In [1]:
import pandas as pd
import matplotlib.pyplot as plt
import numpy as np
from tqdm import tqdm


pd.options.display.max_rows = 35 
pd.options.display.max_columns = None

In [2]:
col_ignore = ['scheme_name', 'wpt_name', 'source_class', 'quality_group', 'quantity_group', 'recorded_by', 
             'extraction_type_group', 'extraction_type_class','management_group', 'payment_type', 'region_code',
              'district_code', 'subvillage', 'scheme_management', 'source_type', 'waterpoint_type_group', 
              'num_private', 'funder']

water_values = pd.read_csv('../../data/raw/WaterValuesOriginal.csv')
print('Original Shape', water_values.shape)
water_values = water_values[[i for i in water_values.columns if i not in col_ignore]]
water_labels = pd.read_csv('../../data/raw/WaterLabelsOriginal.csv')

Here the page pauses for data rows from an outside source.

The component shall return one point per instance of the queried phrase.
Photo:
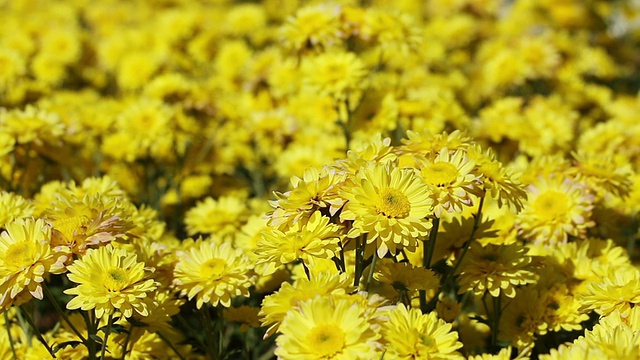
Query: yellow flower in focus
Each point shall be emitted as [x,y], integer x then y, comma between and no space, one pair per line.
[213,273]
[335,74]
[556,208]
[277,305]
[409,335]
[326,328]
[452,180]
[619,290]
[305,240]
[26,259]
[110,280]
[222,217]
[497,269]
[388,204]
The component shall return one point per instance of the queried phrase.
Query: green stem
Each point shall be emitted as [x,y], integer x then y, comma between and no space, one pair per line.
[427,253]
[62,313]
[37,331]
[371,271]
[7,324]
[126,343]
[496,321]
[476,224]
[106,336]
[170,345]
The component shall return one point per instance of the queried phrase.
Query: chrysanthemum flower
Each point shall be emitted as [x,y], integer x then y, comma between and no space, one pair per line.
[496,269]
[213,273]
[409,334]
[452,180]
[390,205]
[305,240]
[556,209]
[326,328]
[26,258]
[222,217]
[618,290]
[110,279]
[316,190]
[275,306]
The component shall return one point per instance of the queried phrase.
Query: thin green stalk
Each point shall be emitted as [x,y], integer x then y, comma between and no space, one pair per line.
[106,336]
[170,345]
[427,253]
[62,313]
[497,312]
[126,342]
[37,332]
[371,271]
[7,324]
[476,224]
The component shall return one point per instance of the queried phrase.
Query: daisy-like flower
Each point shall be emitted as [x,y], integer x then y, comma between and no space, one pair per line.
[316,190]
[213,273]
[275,306]
[496,269]
[556,209]
[409,334]
[388,204]
[110,280]
[452,180]
[222,217]
[306,241]
[326,328]
[335,74]
[26,258]
[618,290]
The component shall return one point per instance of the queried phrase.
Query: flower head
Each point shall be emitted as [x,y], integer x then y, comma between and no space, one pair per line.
[110,279]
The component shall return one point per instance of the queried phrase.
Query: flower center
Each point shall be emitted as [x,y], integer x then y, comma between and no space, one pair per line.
[213,268]
[326,340]
[393,204]
[116,279]
[551,205]
[20,255]
[440,174]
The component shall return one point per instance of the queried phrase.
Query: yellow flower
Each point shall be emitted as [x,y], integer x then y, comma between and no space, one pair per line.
[213,273]
[556,208]
[305,240]
[496,269]
[619,289]
[26,259]
[388,204]
[222,217]
[326,328]
[108,280]
[335,74]
[275,306]
[409,334]
[452,180]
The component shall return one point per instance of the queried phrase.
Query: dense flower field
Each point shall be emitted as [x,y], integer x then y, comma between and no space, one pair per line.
[209,179]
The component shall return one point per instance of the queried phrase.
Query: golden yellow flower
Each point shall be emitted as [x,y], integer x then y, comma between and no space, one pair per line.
[110,280]
[326,328]
[409,334]
[388,204]
[213,273]
[26,259]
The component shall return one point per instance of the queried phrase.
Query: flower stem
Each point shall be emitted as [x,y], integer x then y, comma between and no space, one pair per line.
[106,336]
[62,313]
[427,253]
[7,324]
[476,224]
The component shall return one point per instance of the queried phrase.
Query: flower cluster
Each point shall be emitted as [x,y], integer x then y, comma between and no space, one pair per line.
[319,179]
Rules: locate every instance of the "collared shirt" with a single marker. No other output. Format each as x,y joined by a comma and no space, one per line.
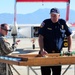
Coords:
5,47
54,34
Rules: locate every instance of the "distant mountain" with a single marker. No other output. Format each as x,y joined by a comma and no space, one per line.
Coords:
35,17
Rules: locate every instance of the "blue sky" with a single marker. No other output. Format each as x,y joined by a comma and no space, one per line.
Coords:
7,6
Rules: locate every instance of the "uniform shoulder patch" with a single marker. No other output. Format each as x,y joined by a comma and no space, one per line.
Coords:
42,25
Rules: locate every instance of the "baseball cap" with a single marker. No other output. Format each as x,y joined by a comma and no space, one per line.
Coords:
54,11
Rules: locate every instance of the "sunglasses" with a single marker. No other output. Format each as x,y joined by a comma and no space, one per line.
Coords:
5,29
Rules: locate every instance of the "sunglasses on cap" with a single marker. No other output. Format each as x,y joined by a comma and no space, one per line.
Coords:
5,29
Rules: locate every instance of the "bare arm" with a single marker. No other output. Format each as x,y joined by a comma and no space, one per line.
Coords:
69,43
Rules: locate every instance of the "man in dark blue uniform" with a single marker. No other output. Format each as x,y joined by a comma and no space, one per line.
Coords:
51,36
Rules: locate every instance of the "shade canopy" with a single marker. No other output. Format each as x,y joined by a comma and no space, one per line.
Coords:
42,0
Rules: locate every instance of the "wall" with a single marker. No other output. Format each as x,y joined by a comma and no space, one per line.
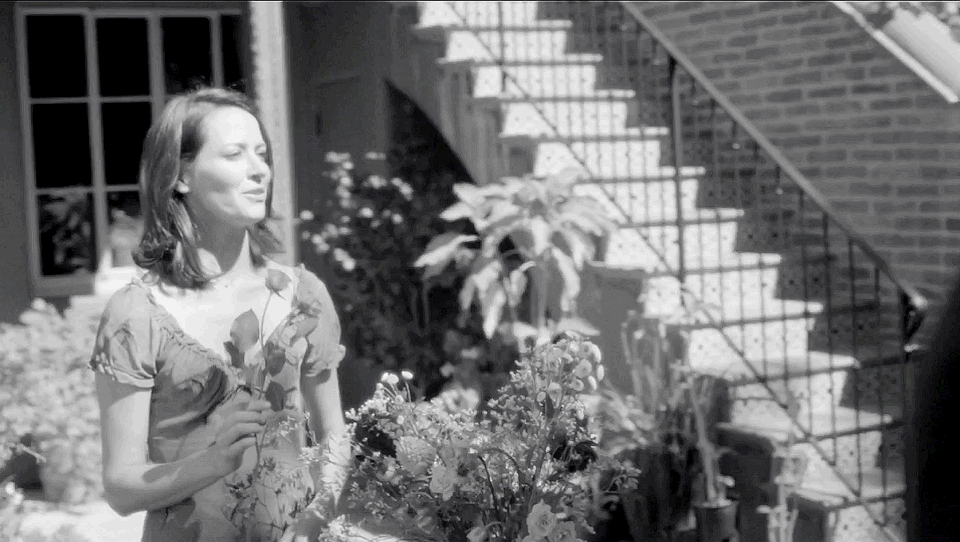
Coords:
14,285
873,137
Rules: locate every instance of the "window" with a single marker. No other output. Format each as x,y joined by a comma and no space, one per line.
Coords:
91,81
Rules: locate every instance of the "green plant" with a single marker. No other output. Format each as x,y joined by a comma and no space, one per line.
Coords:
523,470
47,396
788,470
553,233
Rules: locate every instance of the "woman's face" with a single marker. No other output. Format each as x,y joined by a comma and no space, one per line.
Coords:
227,181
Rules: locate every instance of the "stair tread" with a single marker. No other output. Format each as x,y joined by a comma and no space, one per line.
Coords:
569,59
826,490
825,424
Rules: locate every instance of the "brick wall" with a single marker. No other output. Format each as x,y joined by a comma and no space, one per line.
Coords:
870,134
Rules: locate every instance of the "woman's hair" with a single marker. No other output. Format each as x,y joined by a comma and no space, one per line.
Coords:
169,243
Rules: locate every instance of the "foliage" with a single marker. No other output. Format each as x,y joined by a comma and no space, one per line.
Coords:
554,233
47,396
788,468
256,373
366,230
525,468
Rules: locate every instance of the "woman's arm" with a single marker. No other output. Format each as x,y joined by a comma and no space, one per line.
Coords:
131,482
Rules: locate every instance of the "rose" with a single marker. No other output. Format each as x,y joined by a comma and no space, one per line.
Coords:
541,521
563,532
443,482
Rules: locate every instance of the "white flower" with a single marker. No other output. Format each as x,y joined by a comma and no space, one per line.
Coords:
415,454
477,534
541,521
583,369
443,482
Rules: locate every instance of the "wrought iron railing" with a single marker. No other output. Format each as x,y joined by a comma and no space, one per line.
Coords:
863,314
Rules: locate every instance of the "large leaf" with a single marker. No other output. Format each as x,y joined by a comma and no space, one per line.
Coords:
578,245
484,273
440,252
457,211
571,279
578,325
492,308
518,283
245,331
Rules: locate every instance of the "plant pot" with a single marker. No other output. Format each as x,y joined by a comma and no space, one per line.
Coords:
717,522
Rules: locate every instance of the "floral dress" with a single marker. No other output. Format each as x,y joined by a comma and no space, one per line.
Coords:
140,343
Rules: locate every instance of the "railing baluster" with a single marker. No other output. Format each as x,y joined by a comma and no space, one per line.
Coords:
677,144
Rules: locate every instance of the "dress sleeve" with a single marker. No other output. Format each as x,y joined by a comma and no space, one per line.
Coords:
324,350
123,347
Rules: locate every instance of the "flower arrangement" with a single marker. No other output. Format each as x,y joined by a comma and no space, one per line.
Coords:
523,468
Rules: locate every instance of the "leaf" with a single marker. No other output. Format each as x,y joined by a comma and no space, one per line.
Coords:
440,252
492,307
274,357
571,279
245,331
578,325
305,327
277,281
236,356
277,396
457,211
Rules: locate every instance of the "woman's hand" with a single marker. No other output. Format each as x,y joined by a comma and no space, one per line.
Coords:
239,431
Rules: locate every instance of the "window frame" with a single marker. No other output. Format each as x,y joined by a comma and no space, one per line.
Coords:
107,278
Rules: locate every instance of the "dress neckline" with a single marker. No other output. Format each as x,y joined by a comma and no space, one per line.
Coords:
196,344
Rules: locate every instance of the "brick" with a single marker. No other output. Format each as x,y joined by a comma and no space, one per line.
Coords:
727,57
888,104
891,138
846,139
870,88
870,122
761,22
940,173
803,77
761,53
784,64
742,41
827,92
833,155
873,155
826,124
918,154
782,96
705,16
864,189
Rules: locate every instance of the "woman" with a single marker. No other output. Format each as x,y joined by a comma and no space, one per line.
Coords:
176,433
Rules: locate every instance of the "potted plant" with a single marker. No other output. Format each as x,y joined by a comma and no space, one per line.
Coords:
715,511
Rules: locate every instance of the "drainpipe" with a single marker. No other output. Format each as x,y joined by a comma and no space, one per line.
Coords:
918,39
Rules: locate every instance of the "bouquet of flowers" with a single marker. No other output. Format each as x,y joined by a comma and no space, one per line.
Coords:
524,467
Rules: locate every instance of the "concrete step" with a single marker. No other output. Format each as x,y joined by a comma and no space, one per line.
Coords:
490,14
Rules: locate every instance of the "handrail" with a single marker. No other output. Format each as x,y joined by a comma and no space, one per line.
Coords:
918,302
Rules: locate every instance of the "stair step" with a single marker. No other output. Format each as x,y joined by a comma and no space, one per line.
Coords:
840,421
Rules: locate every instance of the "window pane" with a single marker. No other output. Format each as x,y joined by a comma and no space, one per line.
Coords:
231,42
66,234
124,127
61,145
187,59
126,226
123,56
56,56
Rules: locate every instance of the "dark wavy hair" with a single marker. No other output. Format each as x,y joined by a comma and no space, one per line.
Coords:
169,243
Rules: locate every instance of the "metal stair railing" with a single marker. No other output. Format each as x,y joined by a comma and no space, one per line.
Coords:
708,130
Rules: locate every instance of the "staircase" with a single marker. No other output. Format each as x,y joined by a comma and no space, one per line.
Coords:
706,205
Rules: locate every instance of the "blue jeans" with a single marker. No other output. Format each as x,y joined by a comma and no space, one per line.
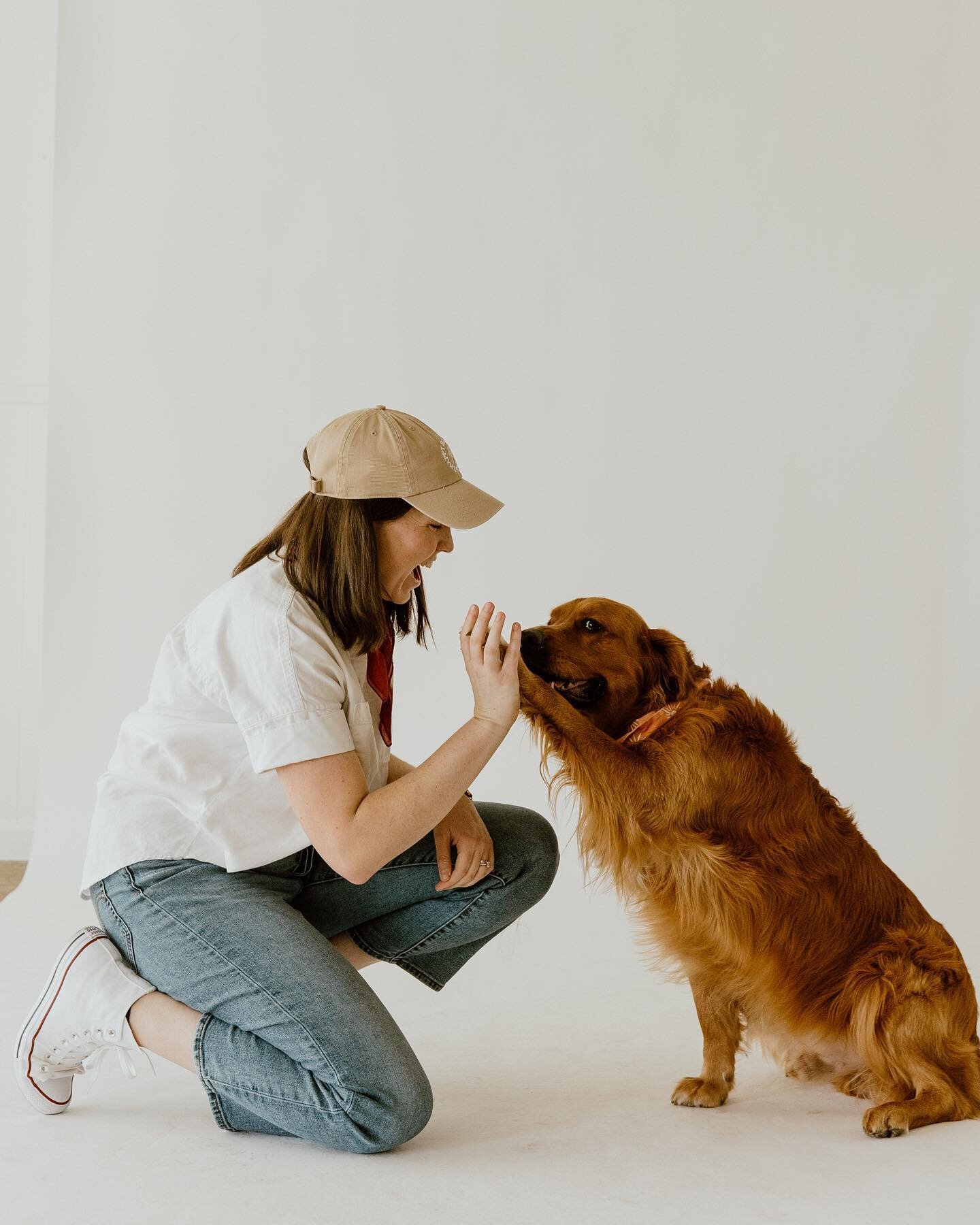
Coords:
292,1041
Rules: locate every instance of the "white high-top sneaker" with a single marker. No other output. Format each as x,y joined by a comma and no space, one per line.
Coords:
79,1017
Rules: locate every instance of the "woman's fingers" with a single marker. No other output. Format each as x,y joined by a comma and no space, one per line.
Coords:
491,649
477,630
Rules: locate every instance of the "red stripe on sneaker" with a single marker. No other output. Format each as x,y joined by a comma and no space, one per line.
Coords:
33,1038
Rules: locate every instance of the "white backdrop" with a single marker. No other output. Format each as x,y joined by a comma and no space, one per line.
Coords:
690,287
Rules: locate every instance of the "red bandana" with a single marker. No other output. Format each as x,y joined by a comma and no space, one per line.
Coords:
380,675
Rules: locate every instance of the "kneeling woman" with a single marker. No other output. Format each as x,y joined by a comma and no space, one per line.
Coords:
255,843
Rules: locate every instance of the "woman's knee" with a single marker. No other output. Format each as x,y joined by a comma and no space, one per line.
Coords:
539,851
385,1117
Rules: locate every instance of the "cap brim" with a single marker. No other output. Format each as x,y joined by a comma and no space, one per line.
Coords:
459,505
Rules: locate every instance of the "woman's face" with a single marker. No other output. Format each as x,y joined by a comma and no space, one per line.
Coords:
404,545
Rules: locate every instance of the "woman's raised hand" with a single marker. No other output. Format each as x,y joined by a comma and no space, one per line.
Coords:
496,695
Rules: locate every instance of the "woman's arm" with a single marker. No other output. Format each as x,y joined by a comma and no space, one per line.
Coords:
397,768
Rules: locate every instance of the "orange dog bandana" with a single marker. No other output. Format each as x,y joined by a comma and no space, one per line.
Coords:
644,727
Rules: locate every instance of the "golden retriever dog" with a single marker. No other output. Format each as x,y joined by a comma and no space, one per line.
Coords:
747,879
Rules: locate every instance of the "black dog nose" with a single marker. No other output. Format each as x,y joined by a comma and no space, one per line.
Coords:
531,642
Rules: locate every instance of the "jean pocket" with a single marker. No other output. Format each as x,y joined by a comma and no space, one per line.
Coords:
116,926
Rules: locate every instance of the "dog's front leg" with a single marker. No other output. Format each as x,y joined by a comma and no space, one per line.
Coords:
722,1027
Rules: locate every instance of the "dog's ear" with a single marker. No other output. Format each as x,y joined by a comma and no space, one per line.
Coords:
673,668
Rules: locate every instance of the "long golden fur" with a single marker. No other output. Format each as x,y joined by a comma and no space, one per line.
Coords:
747,877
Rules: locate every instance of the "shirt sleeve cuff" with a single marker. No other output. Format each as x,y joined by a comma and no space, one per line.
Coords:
298,738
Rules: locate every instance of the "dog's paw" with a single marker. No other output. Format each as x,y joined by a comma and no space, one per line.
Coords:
695,1092
892,1119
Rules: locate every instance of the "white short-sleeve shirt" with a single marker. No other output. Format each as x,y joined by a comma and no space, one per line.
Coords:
249,680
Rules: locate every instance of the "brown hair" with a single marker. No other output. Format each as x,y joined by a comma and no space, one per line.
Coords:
330,555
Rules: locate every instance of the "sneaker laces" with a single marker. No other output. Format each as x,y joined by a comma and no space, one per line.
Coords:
67,1060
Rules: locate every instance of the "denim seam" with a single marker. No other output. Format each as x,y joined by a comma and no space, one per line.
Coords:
286,1102
199,1059
257,985
396,961
450,923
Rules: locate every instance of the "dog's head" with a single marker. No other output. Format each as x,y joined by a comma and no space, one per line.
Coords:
604,659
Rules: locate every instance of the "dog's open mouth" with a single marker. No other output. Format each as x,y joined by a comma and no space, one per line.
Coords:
582,692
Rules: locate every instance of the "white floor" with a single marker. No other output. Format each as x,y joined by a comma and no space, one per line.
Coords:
551,1054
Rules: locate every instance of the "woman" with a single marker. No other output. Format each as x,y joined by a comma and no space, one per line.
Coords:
255,843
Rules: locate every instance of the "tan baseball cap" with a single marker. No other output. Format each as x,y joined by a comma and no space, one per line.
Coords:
378,453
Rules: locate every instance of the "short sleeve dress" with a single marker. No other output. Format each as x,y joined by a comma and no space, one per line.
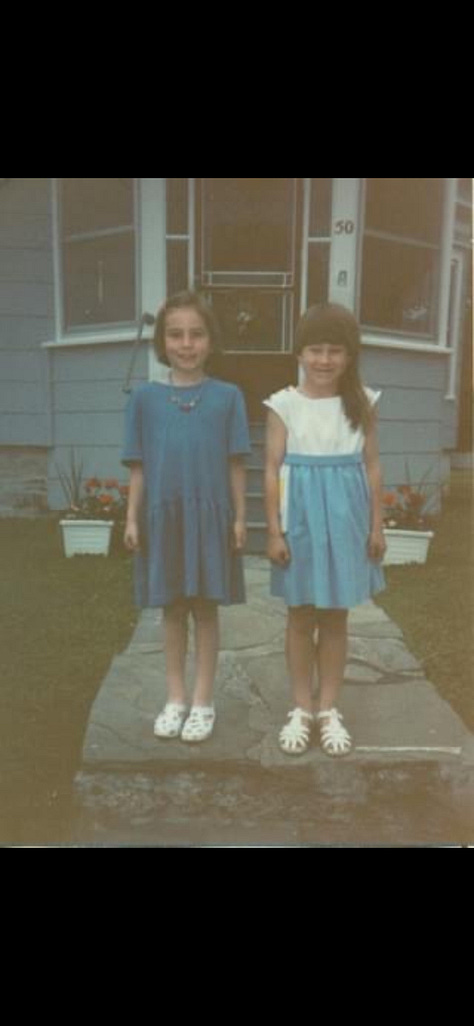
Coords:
325,505
185,438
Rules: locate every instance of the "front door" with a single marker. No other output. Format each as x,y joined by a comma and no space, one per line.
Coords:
248,240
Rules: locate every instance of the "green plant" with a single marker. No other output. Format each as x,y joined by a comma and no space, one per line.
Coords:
93,499
407,507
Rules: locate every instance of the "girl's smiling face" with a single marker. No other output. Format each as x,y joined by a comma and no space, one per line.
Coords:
187,341
323,365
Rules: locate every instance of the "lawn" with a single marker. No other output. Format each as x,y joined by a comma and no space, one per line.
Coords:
63,620
433,604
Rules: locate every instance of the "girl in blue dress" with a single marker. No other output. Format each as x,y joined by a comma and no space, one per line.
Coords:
323,497
186,443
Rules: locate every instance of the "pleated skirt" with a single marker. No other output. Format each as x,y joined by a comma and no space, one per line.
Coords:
326,521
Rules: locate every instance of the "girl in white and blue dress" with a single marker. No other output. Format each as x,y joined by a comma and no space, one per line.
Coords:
323,499
186,442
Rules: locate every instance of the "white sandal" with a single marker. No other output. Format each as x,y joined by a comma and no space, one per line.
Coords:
336,741
169,722
294,737
199,724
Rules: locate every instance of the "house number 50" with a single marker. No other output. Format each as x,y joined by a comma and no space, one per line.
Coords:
344,228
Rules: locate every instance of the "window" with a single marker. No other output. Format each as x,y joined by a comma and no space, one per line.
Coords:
99,251
402,255
178,237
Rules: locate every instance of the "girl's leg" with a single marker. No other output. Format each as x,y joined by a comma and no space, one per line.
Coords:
175,646
205,616
331,656
301,654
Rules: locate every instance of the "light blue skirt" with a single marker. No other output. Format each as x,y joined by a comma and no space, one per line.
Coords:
328,523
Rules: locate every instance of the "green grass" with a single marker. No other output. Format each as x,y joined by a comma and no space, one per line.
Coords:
63,620
433,604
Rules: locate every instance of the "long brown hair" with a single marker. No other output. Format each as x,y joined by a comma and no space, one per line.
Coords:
183,301
331,323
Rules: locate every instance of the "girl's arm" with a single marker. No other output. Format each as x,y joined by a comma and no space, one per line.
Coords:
377,543
135,496
277,549
238,476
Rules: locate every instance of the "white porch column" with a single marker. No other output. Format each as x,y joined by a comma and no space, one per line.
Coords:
345,242
153,258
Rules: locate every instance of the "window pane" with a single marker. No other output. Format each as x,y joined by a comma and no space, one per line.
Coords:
176,274
399,286
465,189
100,281
248,224
95,204
321,207
408,207
251,320
176,206
318,272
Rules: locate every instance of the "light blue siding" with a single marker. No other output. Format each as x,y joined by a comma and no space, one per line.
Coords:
26,311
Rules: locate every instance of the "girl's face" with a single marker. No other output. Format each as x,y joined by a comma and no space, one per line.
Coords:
323,365
187,341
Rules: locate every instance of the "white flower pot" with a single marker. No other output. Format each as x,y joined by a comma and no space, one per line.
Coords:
86,538
406,546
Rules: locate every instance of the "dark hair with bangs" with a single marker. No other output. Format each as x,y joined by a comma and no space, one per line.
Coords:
331,323
184,301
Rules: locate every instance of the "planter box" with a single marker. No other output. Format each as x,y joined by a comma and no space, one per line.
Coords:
86,538
406,546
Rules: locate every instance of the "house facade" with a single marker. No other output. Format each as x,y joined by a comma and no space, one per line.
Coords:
81,260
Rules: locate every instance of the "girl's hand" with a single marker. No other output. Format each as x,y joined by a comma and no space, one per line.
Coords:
277,550
131,537
377,545
240,535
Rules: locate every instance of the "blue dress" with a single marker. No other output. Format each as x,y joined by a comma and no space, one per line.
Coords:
324,505
187,518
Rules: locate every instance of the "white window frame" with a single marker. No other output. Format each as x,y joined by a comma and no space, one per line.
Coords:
150,204
456,321
388,340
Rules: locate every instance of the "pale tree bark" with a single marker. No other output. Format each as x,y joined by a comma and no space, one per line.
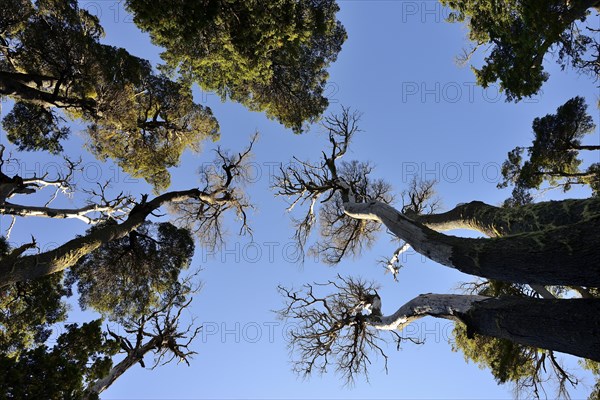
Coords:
570,326
129,361
502,221
35,266
567,255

water_labels['target'] = water_labels.status_group.values  #change target column
water_labels.drop('status_group', axis = 1, inplace = True) # drop the original column

water_values = pd.merge(water_values, water_labels, on = 'id') #merge target and features
water_values['date_recorded_date'] = pd.to_datetime(water_values.date_recorded)
water_values['year_recorded'] = pd.DatetimeIndex(water_values.date_recorded_date).year
#target distribution is roughly the same as the population distribution so we decided to drop them because there
#are not many entried and because the recorded was earlier than construction (all in 2004)

water_values = water_values[water_values.year_recorded >= 2011].reset_index(drop = True)
water_values = water_values[(water_values.source != 'unknown') & (water_values.water_quality != 'unknown') & 
                           (water_values.quantity != 'unknown')]
print('New Shape', water_values.shape)

Original Shape (59400, 40)
New Shape (57247, 25)


In [3]:
#fixing dates 
median_con = water_values[water_values.construction_year != 0].construction_year.median()
water_values.construction_year.replace(0, median_con, inplace = True)
cons_year = water_values.construction_year.values 
rec_date = water_values.date_recorded.values 
def get_time_since_built(cons, rec): 
    time_array = []
    for c, r in zip(cons, rec): 
        r = int(r.split('-')[0])
        c = int(c)
        diff = r -c
        time_array.append(diff)
    return time_array

t_array = get_time_since_built(cons_year, rec_date)
water_values['time_passed'] = t_array
water_values.drop(['construction_year', 'date_recorded_date', 'year_recorded', 'date_recorded'], 
                  axis = 1, inplace = True)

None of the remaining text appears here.